Asyl: „Wir wollen mitwirken, aber wir fordern auch Solidarität“ – Mehr Solidarität in Europa – Sicherung der EU-Außengrenzen – Härteres Vorgehen gegen Schlepper
Wien (sk) - Bundeskanzler Werner Faymann ist beim ORF-"Sommergespräch" Hans Bürger, ORF-Innenpolitik-Chef, am 31.08. Rede und Antwort gestanden. Zentrale Themen waren der Umgang mit Flüchtlingsströmen sowie Initiativen für mehr Beschäftigung und Wege aus der Wirtschaftskrise. Die Unterbringung und Verteilung von Asylsuchenden sieht der Kanzler als riesige Herausforderung und aktuell wichtigste Frage in Europa. In Sachen Flucht und Asyl sprach sich Faymann unter anderem für Ursachenbekämpfung, eine bessere Sicherung der EU-Außengrenzen, mehr Solidarität in Europa sowie ein härteres Vorgehen gegen Schlepper - etwa durch polizeiliche Kontrollen und höhere Strafen - aus.

Den Druck auf EU-Länder, die keine oder kaum Flüchtlinge aufnehmen, möchte der Kanzler weiter erhöhen. Säumig seien zum Beispiel Länder des Baltikums, aber auch die Tschechische Republik, Großbritannien und Polen. "Wenn durch Diskussion überzeugt werden kann, dann bin ich der Erste, der dafür ist. Solidarität ist keine Einbahnstraße. Länder, die sich vor der Verantwortung wegdrücken, müssen wissen, so geht das nicht. Der EU-Finanzrahmen wird wieder verhandelt und dann brauchen diese Länder etwas von uns. Wir sind ein weltoffenes, europäisches Land und wir stehen zu unseren internationalen Verpflichtungen. Wir wollen mitwirken, aber wir fordern auch Solidarität."
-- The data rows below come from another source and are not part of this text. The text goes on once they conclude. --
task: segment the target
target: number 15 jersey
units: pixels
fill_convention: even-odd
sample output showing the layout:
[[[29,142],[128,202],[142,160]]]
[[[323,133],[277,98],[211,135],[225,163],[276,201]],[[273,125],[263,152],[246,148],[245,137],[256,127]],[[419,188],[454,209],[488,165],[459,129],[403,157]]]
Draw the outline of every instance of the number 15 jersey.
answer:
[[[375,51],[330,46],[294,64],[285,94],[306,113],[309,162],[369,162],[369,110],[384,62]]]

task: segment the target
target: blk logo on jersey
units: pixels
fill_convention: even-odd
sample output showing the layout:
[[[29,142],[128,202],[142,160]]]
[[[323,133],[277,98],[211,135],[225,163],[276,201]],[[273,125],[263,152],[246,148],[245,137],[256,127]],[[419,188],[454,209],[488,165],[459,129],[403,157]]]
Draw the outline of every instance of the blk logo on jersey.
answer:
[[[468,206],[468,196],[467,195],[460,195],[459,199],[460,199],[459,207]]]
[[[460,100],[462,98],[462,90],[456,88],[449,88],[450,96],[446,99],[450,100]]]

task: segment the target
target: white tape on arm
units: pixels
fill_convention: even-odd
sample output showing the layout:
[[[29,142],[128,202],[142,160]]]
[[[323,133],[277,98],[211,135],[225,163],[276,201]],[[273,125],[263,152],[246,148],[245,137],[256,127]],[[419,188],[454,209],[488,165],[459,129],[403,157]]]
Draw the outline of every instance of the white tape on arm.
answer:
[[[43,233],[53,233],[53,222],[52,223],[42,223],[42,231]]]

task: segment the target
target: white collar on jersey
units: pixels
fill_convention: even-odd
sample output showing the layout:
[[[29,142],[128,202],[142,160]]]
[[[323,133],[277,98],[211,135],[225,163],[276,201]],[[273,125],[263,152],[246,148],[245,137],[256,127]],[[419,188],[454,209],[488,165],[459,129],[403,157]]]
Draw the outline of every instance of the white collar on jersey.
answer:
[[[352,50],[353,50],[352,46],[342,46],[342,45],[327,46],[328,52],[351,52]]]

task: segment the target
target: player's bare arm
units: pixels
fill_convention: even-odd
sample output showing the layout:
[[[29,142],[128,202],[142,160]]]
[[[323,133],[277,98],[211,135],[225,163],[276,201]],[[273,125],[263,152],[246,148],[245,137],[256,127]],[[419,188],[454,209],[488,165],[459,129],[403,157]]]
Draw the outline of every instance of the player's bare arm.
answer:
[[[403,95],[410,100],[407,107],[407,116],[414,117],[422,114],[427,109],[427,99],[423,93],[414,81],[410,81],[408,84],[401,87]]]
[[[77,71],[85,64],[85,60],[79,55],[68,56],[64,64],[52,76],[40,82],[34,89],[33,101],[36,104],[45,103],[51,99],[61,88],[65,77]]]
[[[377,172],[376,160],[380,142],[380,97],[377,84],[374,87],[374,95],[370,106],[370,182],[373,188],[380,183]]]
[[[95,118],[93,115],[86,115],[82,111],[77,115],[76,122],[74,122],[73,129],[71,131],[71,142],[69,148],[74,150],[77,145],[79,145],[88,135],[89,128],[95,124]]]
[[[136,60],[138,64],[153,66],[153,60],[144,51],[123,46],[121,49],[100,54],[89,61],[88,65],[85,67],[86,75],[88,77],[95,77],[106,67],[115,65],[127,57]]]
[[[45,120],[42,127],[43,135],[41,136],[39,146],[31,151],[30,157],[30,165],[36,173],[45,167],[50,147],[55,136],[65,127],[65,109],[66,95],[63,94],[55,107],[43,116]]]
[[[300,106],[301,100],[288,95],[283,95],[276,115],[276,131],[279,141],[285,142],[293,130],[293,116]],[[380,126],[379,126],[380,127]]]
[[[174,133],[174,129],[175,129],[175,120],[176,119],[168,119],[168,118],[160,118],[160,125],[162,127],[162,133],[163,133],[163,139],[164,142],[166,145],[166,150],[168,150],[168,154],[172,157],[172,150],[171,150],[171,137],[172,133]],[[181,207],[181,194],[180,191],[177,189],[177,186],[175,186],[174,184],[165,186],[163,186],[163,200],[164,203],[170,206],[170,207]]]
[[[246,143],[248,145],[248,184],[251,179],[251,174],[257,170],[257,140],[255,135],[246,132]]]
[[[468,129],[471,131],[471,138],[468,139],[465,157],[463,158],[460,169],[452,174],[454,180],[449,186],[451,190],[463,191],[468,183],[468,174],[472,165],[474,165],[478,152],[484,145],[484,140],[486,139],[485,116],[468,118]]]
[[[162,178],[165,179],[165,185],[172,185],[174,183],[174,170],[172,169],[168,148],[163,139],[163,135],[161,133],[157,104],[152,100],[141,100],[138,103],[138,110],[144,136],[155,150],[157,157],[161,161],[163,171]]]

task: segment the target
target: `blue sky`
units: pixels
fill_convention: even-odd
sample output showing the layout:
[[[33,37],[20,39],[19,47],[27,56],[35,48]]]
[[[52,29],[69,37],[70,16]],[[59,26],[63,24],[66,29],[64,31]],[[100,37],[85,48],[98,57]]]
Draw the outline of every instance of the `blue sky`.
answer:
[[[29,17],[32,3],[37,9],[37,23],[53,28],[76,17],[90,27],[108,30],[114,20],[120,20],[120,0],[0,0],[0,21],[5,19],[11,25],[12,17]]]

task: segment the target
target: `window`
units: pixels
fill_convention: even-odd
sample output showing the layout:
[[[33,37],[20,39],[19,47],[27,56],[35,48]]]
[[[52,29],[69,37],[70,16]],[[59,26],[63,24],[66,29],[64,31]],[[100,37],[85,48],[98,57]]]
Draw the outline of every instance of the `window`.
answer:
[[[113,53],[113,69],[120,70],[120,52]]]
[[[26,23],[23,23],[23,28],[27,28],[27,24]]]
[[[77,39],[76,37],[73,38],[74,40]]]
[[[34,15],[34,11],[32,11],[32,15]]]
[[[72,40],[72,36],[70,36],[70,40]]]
Der ungarische "Weg" sei jedenfalls keine Lösung für dieses drängende Problem: "Zu glauben, dass man etwas mit einem Zaun lösen kann, halte ich für falsch. Es geht darum, die Außengrenzen zu schützen und die Ursachen für Flucht zu beseitigen. Dass jeder selber einen Zaun errichte, das kann sich niemand wünschen. Es wird den Schleppern nicht gelingen Schengen zu zerstören und unsere gemeinsame EU zu zerschlagen." In Österreich etwa habe das Durchgriffsrecht geholfen, politischen Druck zu erzeugen: "Es hat geholfen, alle zu erinnern, dass jeder seinen Beitrag leisten muss. Und es hat auch präventive Wirkung: In den letzten vier Wochen wurden 3.000 Quartiere geschaffen. Das sind mehr als je zuvor."

Derzeit funktioniere das Dublin-Abkommen "nur sehr lückenhaft". Es brauche eine neue Regelung, "aber diese kann die alte erst aufheben, wenn wir eine bessere haben". International müsse man den Fokus auf die Bekämpfung der Ursachen legen. Dazu zähle ein entschiedeneres Vorgehen gegen kriegerische Auseinandersetzungen. Denkbar ist für Faymann in diesem Zusammenhang etwa ein UNO-Mandat für eine Schutzzone in Syrien.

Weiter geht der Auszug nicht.